Vaccination status information is not up to date
According to a spokeswoman for RKI, it is possible that vaccinated people will be tested less than unvaccinated people. As part of regular screenings, for example in clinics or nursing homes, tests should also be performed regardless of vaccination status.
Expert Josef Eberle also points out that these key figures are affected by the usual delay in reporting coronadata. Although they are only reported weekly, at the time of publication they are by no means really updated data.
According to LGL, the information on vaccination status is even particularly hard hit. For example, vaccination information may not be available once the first case is reported, but will only be collected as part of further case studies and then added later.
The chosen calculation method can also limit the meaningfulness of the values: Failure to take into account the started vaccination series could, according to RKI, lead to an underestimation of the vaccination frequency. On the other hand, the fact that LGL allocates all cases where vaccination status information is missing to the group of unvaccinated whose incidence may be significantly too high. According to LGL, a total of 67 percent of Bavarian case reports in the period from calendar week five to September 7 contained information on vaccination status.

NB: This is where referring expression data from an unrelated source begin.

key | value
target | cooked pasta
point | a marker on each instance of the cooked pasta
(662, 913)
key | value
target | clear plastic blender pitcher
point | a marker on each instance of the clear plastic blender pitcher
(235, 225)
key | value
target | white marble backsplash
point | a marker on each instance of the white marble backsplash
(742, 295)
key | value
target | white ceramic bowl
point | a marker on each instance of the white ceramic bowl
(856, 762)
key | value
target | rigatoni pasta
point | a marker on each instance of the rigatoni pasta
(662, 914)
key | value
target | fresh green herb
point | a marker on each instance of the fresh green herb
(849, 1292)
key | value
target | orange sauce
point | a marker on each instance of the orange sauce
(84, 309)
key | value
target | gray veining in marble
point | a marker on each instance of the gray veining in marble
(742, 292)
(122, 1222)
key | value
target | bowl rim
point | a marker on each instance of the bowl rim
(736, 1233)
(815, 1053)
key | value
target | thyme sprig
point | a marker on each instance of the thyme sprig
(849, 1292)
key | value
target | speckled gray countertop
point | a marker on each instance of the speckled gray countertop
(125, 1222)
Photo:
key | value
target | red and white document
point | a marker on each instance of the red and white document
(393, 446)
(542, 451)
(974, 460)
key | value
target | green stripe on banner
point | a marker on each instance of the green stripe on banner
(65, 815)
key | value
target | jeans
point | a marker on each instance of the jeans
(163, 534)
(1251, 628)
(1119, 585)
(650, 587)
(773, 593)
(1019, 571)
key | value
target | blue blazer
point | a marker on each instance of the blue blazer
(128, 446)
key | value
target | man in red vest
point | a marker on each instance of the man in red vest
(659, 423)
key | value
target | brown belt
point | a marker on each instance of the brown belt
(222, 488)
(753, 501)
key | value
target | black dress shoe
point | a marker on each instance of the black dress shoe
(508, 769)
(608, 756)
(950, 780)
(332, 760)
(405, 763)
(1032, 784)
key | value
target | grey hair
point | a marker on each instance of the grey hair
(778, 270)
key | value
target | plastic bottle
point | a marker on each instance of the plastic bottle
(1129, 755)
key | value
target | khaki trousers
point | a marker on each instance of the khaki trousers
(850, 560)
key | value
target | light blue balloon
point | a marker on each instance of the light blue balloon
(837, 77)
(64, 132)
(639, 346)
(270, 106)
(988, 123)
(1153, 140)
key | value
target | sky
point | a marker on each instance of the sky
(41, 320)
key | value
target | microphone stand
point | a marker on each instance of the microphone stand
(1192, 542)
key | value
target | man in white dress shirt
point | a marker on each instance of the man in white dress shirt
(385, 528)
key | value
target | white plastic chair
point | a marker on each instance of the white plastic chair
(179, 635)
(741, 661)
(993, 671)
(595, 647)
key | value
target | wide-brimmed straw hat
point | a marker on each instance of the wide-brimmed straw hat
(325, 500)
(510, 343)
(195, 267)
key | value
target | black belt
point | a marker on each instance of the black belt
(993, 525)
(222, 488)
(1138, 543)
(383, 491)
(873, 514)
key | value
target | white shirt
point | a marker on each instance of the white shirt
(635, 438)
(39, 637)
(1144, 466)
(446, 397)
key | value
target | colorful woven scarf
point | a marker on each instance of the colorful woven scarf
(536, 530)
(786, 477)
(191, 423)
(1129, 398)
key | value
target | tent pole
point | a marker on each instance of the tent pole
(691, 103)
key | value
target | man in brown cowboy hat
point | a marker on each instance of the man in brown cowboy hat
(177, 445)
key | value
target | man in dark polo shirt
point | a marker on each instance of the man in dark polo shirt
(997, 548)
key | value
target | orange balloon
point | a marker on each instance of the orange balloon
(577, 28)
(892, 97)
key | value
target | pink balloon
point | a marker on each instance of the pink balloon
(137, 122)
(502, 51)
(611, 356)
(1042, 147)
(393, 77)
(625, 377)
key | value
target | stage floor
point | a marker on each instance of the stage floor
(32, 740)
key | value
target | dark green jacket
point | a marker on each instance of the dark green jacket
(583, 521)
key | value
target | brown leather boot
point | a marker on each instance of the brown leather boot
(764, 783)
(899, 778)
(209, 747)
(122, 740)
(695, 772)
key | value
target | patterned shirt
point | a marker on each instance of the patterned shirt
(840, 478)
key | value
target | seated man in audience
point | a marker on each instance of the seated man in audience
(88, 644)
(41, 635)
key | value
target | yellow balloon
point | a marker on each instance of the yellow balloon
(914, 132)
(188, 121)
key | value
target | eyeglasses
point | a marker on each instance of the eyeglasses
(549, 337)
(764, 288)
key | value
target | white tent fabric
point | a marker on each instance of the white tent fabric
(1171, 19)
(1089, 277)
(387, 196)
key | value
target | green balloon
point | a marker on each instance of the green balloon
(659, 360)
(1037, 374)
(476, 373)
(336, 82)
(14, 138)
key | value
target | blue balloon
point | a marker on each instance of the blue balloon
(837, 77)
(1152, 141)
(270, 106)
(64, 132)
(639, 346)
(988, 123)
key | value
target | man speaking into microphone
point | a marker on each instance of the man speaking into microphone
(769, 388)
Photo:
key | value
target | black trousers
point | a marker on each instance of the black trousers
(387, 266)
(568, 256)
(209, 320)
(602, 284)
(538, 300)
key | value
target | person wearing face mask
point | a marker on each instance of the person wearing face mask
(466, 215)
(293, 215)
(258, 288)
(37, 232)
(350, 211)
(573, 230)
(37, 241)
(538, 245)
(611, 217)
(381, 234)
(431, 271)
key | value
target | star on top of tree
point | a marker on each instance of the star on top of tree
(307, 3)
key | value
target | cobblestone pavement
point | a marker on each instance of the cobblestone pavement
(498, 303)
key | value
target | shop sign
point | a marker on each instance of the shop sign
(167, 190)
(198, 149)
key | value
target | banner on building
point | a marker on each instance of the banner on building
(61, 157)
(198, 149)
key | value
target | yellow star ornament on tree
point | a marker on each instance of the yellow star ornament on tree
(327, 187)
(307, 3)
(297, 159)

Conclusion: Data show a general trend – significantly fewer vaccinated among those infected
The incidence values published by LGL according to vaccination status are therefore subject to some restrictions. The values must therefore always be seen in connection with the case definition, data collection, reporting delay and also different age groups.
However, experts agree that conclusions can still be drawn. “Despite the known limitations, the evaluation provides an opportunity to analyze general trends in the relationship between the fully vaccinated and the unvaccinated population,” says LGL.
In fact, fewer vaccinated people tend to be infected with coronavirus than unvaccinated people. However, the information is not “live data” that can describe the current infection process.